Our study has two major findings. One is that the PRSs from the comorbid traits alone, i.e., without the inclusion of PRSs of targeted diseases, can classify the targeted diseases, and these models perform reasonably well. This observation is true for the 3 psychiatric disorders studied in this article. This finding is consistent with recent reports that major psychiatric disorders share significant genetic liabilities,^3,4,39 suggesting that many of the risk alleles found in disorder specific GWASs may be the same alleles found in a different GWAS. Our study explicitly shows that a combination of PRSs from comorbid traits can replace the target specific PRSs to predict the disease status of the targets, and we can quantify the effects of target specific risks by comparing the performance between models II and IV. Furthermore, by examining the feature importance of these models, we can find which traits can be used to replace the targets in perspective models. In the case of BIP, PRSs from coronary artery disease (CAD) and SCZ can substitute the BIP specific PRSs (Figure 4B).

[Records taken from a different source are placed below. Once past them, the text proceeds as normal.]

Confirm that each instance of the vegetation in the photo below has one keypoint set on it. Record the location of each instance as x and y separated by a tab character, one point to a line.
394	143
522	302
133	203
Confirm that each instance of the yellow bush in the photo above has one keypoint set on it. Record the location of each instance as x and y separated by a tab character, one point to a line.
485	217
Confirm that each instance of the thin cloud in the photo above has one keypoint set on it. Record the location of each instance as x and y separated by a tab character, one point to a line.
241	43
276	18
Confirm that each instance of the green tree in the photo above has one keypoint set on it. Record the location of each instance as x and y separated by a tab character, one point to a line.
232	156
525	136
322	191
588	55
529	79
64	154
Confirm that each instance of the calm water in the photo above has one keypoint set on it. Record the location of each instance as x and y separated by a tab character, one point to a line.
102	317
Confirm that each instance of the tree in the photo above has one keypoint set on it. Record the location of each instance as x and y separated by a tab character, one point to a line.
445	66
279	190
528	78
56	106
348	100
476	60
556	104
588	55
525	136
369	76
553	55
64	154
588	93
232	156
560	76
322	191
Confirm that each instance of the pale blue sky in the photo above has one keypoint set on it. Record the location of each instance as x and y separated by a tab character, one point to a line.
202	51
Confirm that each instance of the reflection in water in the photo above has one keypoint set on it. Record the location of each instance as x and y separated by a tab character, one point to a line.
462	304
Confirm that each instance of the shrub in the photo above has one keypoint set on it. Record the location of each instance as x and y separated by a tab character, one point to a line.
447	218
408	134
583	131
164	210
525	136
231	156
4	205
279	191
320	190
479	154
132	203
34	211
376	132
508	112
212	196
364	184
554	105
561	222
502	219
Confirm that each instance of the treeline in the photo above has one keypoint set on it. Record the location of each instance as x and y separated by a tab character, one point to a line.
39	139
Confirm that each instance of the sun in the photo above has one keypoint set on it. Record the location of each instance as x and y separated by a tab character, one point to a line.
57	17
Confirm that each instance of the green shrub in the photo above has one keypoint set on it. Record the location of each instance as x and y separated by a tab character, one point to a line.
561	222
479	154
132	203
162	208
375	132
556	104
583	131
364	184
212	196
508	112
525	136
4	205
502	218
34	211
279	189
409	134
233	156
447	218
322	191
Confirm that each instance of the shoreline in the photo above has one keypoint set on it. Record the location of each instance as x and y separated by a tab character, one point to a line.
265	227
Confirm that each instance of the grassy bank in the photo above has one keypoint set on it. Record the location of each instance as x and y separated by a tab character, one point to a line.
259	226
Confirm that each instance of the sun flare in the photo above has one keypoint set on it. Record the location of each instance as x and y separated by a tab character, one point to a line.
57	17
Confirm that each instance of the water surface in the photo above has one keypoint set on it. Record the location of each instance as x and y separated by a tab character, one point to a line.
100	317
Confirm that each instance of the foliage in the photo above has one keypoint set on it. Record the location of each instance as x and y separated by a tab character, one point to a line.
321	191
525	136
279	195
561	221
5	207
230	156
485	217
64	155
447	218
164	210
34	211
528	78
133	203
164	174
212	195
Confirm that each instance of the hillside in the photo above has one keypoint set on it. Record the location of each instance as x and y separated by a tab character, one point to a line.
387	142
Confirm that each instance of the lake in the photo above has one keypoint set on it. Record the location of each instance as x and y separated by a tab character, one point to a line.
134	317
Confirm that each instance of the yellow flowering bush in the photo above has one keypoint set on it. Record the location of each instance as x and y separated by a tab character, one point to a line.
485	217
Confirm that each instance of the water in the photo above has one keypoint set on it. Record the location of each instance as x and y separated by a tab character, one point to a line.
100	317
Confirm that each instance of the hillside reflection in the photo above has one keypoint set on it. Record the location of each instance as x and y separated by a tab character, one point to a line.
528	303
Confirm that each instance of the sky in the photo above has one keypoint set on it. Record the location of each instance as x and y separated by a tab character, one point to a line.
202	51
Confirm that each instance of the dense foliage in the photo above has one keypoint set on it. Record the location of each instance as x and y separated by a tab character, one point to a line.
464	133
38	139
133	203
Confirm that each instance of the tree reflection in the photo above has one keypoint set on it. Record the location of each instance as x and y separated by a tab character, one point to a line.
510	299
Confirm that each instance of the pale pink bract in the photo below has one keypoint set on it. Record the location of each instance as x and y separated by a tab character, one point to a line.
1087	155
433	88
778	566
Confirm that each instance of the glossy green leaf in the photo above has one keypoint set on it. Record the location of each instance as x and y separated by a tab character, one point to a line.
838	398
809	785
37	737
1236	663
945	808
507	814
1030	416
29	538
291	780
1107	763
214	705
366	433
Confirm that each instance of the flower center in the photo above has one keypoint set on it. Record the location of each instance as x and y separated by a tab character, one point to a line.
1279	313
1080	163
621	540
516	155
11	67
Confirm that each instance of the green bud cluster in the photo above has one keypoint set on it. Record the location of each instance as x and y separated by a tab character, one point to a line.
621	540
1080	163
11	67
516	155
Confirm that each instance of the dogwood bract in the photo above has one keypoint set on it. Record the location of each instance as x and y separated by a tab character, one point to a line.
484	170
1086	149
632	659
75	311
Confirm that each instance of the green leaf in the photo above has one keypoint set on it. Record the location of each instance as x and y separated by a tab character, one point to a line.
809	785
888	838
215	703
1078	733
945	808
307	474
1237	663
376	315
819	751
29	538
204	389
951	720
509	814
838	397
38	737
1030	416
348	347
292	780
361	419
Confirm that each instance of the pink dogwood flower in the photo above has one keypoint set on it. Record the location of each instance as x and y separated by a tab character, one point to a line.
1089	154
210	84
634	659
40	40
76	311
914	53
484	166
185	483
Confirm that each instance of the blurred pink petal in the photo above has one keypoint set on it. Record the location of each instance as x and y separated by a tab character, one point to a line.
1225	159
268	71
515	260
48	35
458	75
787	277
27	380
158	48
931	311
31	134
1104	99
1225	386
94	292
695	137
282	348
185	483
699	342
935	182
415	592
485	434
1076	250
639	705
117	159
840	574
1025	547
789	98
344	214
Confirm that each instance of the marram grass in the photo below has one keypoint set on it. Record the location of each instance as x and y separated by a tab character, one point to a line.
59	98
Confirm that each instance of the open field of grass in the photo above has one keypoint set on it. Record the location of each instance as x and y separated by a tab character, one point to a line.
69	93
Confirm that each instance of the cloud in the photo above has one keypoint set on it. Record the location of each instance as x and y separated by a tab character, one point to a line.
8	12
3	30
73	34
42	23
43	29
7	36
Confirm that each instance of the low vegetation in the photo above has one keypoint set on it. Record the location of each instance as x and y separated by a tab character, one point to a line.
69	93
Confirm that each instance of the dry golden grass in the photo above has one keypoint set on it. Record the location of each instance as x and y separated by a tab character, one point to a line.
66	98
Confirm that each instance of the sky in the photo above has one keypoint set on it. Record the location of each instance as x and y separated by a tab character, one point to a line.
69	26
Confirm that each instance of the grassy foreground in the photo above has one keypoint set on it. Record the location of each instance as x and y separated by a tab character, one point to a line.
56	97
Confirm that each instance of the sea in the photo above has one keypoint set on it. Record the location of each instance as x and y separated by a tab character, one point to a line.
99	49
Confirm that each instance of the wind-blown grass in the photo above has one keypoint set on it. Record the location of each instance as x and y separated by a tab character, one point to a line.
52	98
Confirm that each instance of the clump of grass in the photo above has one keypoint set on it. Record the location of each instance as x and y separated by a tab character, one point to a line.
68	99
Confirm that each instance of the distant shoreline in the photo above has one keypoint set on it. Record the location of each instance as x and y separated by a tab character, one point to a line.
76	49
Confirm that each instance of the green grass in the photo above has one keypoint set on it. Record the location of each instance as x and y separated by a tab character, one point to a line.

This finding raises an interesting question, that is how many genetic risk variants found in a GWAS are specific to the target disease, say, SCZ? In this study, we used a total of 42 traits, and the 35 traits not directly related to SCZ could predict SCZ status reasonably well. From the feature importance analyses, anxiety, BIP and panic can largely compensate the effects of SCZ specific PRSs (Figure 4A). The differences in model performance between model II.SCZ and IV.SCZ were 0.170 (accuracy) and 0.147 (AUC) (Table 2). The differences between II.BIP and IV.BIP and between II.MDD and IV.MDD were even smaller. Since the comorbid traits used in our models were far from exhaustive, other potential traits could be included. For examples, breast cancer,⁴⁰ migraine⁴¹ and amyotrophic lateral sclerosis⁴² have been reported to have genetic correlation with SCZ, they could be good candidates to expand our list of comorbid traits. Should more genetically correlated traits be included, we would reasonably expect that the gap between models II.SCZ and IV.SCZ would decrease, i.e., the number of variants specific to SCZ would decrease, and this observation can be extended to BIP and MDD as well. In other words, the risk variants specific to SCZ, BIP or MDD are limited, most variants found in disease specific GWAS are shared between comorbid traits. The consequence is that, if we believe that the main roles of genetic risks on SCZ are disruption of normal biological process/functions and our finding that many, perhaps, a majority, of the genetic risks are not specific to SCZ, it would lead to a conclusion that unless we know that a drug is designed to target variants specific to SCZ, the drug is unlikely to have a specific effect to SCZ, and it is more likely to be interchangeable among multiple disorders. This is consistent with current clinical practice that several drugs are exchangeable in treating SCZ, BIP and MDD because they all target the same or similar mechanisms.⁴³

Another potentially important finding is that with PRSs from multiple comorbid traits, we can effectively differentiate CTRL, SCZ, BIP, and MDD. The results remained significant with or without the inclusion of the PRSs of targeted diseases (Tables 5). When we examine the results more carefully, we find that the CTRL group has the lowest AUC and significant misclassifications (Fig. 3A and 3B), leading to lower precision, recall and F1-score for this group. A possible reason could be that the controls used in the datasets were not likely super controls who did not have any symptoms or diagnoses for all comorbid traits included in this study. The PRSs from comorbid traits help to differentiate each patient group (SCZ, BIP, or MDD), but they may blur the line between controls and case groups (SCZ, BIP, or MDD). This is because controls in the SCZ, BIP, and MDD datasets might not have been screened against all the comorbid traits, such as years of school attended ,⁴⁴ body mass index,⁴⁵ and memory and neural function measures,⁴⁶ traits for which GWAS based PRSs were used in the models.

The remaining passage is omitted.